As we prepared our application for the federal Social Innovation Fund (SIF) there were times that I struggled with a hard-earned skepticism about the latest silver bullet solution to domestic social problems. I’ve spent 25 years trying to find ways to counter the destructive effects of chronic poverty. A $50 million federal program—a fraction of the resources needed—did not seem to merit the intense focus it attracted from the social sector.
But one remarkable thing about people is that hope springs eternal even in the most dire circumstances. Fanning that resilient and optimistic flame is at the center of the work of the social sector. And it’s at the heart of the success that sometimes comes to those we serve when they are offered half a chance.
Given the stakes, all of us at the Roberts Enterprise Development Fund (REDF) were elated to hear that we would be representing California as a member of the first group of federal Social Innovation Fund (SIF) grantees.
Here’s a brief look at what’s promising and fresh about the SIF—which hopes to accelerate widespread adoption of approaches that demonstrate greater impact than the status quo. To do so, it will test whether funding intermediaries and a focus on measurement of results together deliver better results.
While federal funding for “intermediaries” is controversial, my experience working in two of them over 18 years is that, done right, they can be powerful engines of positive change. These oddly-named entities put the pieces together and connect the dots. We support and aggregate the impact of multiple organizations to make a compelling case for change, and stick with it over time, helping build a healthy nonprofit sector that delivers results (for more on this topic see a great report here).
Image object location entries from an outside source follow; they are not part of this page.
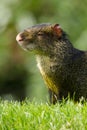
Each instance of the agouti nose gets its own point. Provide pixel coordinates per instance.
(19, 38)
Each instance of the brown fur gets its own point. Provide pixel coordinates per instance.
(64, 68)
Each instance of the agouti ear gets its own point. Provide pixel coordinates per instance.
(57, 30)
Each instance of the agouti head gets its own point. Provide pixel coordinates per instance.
(41, 38)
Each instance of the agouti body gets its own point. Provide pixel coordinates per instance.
(63, 67)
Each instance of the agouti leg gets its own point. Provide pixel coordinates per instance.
(53, 97)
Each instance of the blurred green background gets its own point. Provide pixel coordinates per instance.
(19, 75)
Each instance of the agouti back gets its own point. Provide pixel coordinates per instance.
(63, 67)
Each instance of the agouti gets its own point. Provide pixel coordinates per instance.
(63, 67)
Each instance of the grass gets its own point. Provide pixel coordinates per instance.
(39, 116)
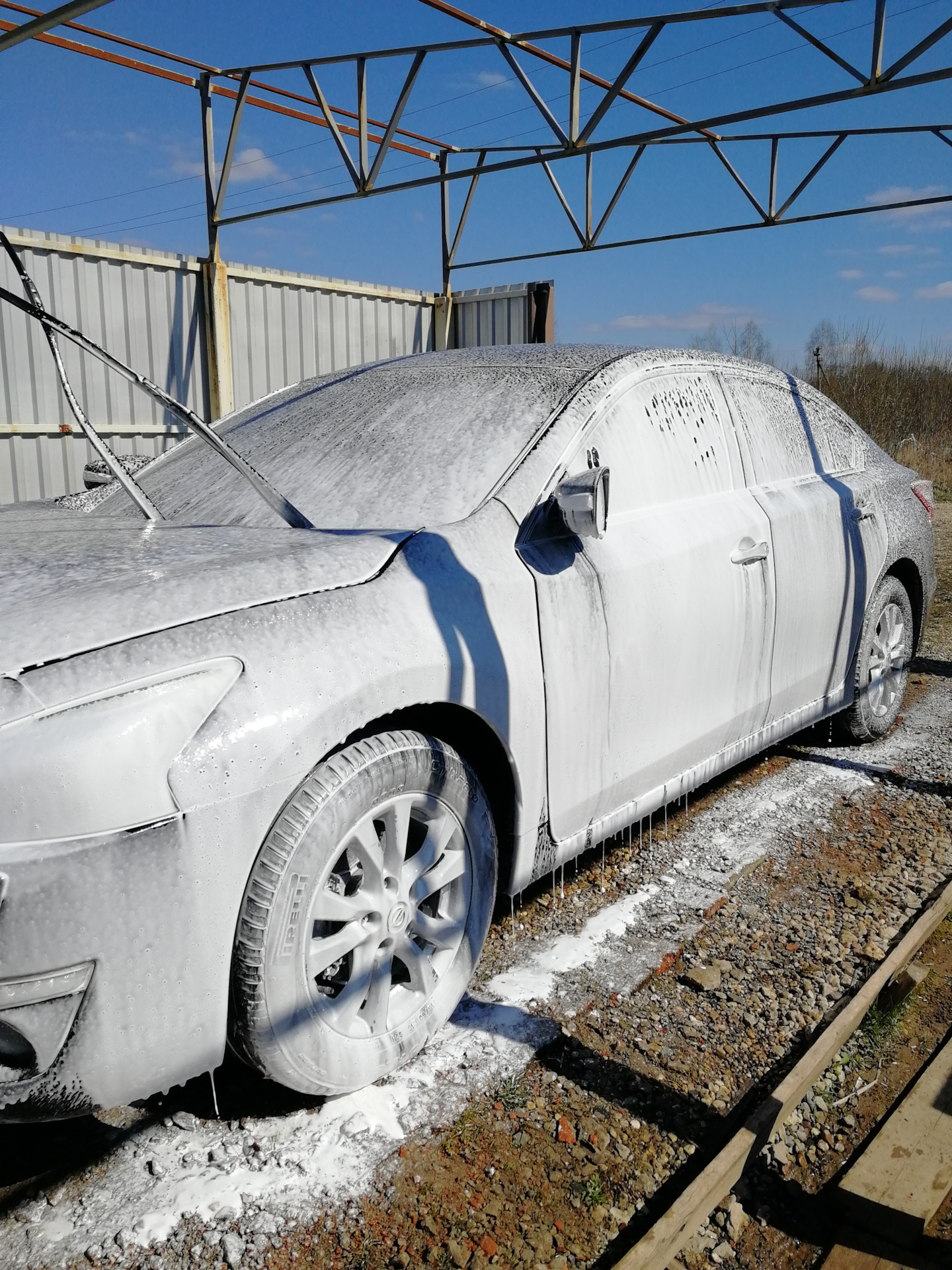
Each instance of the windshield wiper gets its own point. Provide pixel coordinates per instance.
(285, 508)
(139, 495)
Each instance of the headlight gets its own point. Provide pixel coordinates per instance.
(100, 763)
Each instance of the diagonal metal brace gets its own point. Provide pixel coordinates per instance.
(128, 483)
(563, 200)
(334, 130)
(738, 178)
(534, 93)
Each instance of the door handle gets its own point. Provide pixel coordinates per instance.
(748, 552)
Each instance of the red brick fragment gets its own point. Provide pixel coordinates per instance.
(565, 1132)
Funders are often reluctant to sustain intermediaries, viewing them as “overhead”—but the SIF, having the vision to see how intermediaries can expedite and facilitate change, has taken the risk to support us. Our challenge is to prove worthy by adding value.
At REDF, we know what a heavy lift we have ahead with our plans to help nonprofits create businesses to employ people with major barriers across the State of California, and create a model that can be even more widely replicated. But there are few examples of real progress in this area, and the evidence shows that we’re on to something that works. This is the big chance to demonstrate it, and prove it can be done cost effectively.
How will the SIF help? Federal support offers financial resources, greater credibility, and help facilitating policy change. SIF-funded groups will learn from one another.
Some critics also dismiss the SIF’s unprecedented focus on measurement and evaluation as “business as usual” and “not innovation” because subgrantees have to demonstrate a track record. I disagree because the focus on measurement (1) lays down a direct challenge to the kind of patronage that still influences expenditure of public resources; and (2) gives us a lever—objective data—that disruptive innovators can use to get a seat at the table with philanthropy, business, and government. For more on this topic see these blog posts.
With no public resources to spare now, and even less in the future, now is the time to make sure the public knows what results our investments achieve. What is success for REDF and the first “class” of SIF grantees?
- Results! (documented, quantified, well-described, powerful, positive) for people in communities—at a reasonable cost.
- New knowledge and clarity about what works.
- A greater willingness by public and private funders to throw down with those groups that adopt proven practices, measure results, and constantly improve based on what they learn.